While all this was happening on the football field, my mother was shopping with a friend at Bowling Green's Park Square, an open space surrounded by retail stores, located at the center of the town. She had just finished a full day of teaching and was purchasing a few things at one of these stores before going home to cook supper. As she came out of the store toward her friend's parked car, she saw and heard an ambulance rushing through the square and down State Street, its lights flashing and siren screaming.

My mother immediately asked her friend to drive her to the hospital. When asked why she wanted to go to the hospital, she said with no hesitation, "Chester has been hurt playing football, and that ambulance will take him to the hospital. We must get there before it arrives!" Later, this friend told me that my mother became irritated because others didn't seem to understand or agree with what she was saying.

"Oh, Nelle, you're just imagining all this," the friend told her. "What makes you think that ambulance was going after Chester?" Her words were lost on deaf ears.

"Before we leave, I must call Dr. Stone and have him meet us at the hospital," my mother said hurriedly as she ran in to the corner drug store to use the phone. (Dr. Eldon Stone was Bowling Green's leading surgeon at the time.) "Get your car started, and I'll be right back. We must waste no time." Such "requests" made by her were usually viewed as commands. Everyone who knew her sensed this, and since her plans and suggestions usually made good sense, few people refused her. She got lots of help in that way.

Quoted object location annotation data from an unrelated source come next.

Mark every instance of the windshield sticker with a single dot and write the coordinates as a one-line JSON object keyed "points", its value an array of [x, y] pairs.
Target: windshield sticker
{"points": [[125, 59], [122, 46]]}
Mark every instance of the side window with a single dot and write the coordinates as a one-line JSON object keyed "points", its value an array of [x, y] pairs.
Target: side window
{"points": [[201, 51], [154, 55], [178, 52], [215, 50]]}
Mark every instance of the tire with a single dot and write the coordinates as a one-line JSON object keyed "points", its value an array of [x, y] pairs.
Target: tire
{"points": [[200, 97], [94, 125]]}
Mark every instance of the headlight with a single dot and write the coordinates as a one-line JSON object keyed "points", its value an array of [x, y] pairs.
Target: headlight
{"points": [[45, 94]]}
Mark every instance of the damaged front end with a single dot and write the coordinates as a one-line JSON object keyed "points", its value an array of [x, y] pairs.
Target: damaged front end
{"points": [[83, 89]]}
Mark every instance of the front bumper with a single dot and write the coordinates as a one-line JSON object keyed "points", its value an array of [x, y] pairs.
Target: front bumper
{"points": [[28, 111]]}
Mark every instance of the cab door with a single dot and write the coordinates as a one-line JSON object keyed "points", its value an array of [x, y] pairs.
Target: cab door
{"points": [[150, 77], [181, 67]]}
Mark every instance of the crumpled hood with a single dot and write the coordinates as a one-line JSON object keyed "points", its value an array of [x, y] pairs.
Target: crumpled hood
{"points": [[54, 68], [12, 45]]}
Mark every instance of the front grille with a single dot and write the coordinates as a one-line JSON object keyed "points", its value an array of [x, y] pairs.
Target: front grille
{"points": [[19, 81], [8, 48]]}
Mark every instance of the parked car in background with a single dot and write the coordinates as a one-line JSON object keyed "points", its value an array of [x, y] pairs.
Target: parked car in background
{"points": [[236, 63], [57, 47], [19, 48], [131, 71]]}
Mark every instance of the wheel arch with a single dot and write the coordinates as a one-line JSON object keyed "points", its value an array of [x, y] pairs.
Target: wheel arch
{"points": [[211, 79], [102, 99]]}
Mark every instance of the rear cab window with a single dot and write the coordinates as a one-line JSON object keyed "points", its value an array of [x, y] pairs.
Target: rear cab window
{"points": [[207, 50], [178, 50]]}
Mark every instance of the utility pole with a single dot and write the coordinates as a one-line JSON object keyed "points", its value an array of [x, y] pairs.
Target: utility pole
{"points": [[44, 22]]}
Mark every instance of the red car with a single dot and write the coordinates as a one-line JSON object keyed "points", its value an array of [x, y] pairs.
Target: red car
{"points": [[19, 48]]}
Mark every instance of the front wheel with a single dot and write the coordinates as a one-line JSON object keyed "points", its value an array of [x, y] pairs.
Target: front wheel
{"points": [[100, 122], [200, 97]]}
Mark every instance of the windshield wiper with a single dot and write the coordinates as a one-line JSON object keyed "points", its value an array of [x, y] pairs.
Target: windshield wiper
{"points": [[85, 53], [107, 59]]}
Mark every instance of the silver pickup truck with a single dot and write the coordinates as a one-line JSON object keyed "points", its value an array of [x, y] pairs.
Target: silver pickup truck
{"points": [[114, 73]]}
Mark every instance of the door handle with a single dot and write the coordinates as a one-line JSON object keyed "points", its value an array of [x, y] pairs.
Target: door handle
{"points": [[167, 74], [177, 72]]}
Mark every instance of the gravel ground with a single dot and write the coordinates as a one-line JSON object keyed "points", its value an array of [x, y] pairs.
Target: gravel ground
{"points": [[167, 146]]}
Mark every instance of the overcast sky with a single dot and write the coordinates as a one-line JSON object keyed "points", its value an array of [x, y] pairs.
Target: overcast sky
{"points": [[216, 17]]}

How and why she was so sure something had happened to me, I'll never know, but my mother, her friend, and Dr. Stone were all at the emergency room of the hospital when the ambulance delivered me--prostrate but no longer unconscious. The continuous screaming of the siren during the trip must have brought me back to my senses.

Dr. Stone was quick to begin his examination. "Let's see, Chester, what's wrong here," he said calmly as he felt along my right collar bone--"clavicle" he called it. Finding no break there, he then began to examine my shoulder blade.

"Oh my," I heard him whisper to my mother. "The damage is here. This right scapula is broken in several places, at least seven or eight fractures. A very bad injury. I don't know what we can do about it." And then he lowered his voice even more, but I could still hear him when he said, "I've never seen a break this bad before."